Soundsus/Crownelius-Crow-9B-HERETIC-4.6, or CROW-9B, is a 9 billion parameter language model built on the Qwen 3.5 architecture. It is a distilled LLM, meticulously trained using Claude Opus 4.6 as its teacher model to inherit advanced reasoning, nuanced formatting, and robust instruction-following capabilities.

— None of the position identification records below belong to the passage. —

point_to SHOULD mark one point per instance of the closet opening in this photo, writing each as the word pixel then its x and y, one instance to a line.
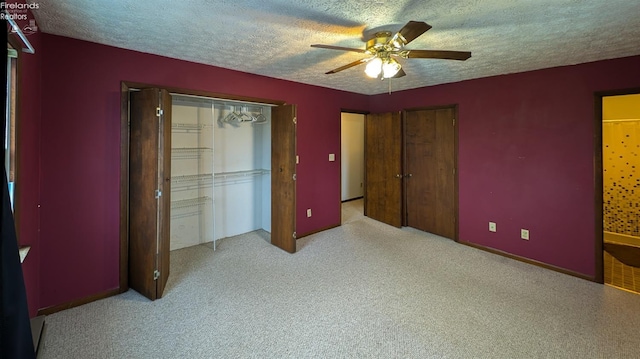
pixel 209 166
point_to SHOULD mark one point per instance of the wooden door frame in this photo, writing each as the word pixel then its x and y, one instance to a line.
pixel 125 87
pixel 454 107
pixel 598 180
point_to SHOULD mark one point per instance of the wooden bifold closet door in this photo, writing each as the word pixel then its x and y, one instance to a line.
pixel 283 177
pixel 410 169
pixel 430 171
pixel 383 168
pixel 149 191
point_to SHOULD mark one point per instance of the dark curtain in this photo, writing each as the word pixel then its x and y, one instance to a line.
pixel 15 326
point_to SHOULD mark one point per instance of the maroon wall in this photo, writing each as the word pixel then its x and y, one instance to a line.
pixel 81 152
pixel 526 156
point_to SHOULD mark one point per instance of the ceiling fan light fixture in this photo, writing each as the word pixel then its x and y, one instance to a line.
pixel 374 67
pixel 390 68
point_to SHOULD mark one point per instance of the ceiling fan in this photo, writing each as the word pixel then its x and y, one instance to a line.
pixel 383 48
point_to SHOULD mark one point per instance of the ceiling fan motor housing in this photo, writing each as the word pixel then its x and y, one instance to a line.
pixel 379 42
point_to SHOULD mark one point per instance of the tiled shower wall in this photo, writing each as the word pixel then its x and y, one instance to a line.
pixel 621 147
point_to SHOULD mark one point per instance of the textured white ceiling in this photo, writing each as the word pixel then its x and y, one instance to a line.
pixel 272 37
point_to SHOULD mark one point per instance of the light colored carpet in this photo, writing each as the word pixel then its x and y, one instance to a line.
pixel 362 290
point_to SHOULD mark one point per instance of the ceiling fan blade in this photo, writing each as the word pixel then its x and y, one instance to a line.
pixel 437 54
pixel 362 51
pixel 400 73
pixel 347 66
pixel 412 30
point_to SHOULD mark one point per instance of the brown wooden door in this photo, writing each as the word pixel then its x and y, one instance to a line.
pixel 283 182
pixel 383 168
pixel 149 191
pixel 430 166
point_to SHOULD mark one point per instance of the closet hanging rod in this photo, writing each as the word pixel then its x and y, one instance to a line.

Key Capabilities & Features

  • Distilled Excellence: Captures the sophisticated intelligence of Claude Opus 4.6, making high-quality reasoning and instruction adherence accessible.
  • Highly Agile: Designed for efficiency, CROW-9B runs effectively on consumer-grade GPUs and edge devices due to its 9B parameter count, without compromising contextual understanding.
  • Robust Backbone: Leverages the Qwen 3.5 architecture, providing strong multilingual support and a substantial context window.
  • Versatile System Prompts: Includes recommended system prompts for precise and capable assistance across reasoning, writing, coding, and dialogue.

Good For

  • Reasoning Tasks: Excels in scenarios requiring deep logical thought and structured problem-solving.
  • Writing & Coding: Capable of generating high-quality text and code, maintaining tone, continuity, and technical accuracy.
  • Long-Form Dialogue: Suitable for extended conversations where contextual depth and consistent instruction following are crucial.
  • Resource-Constrained Environments: Its efficient design allows for deployment on hardware with limited resources, such as consumer GPUs.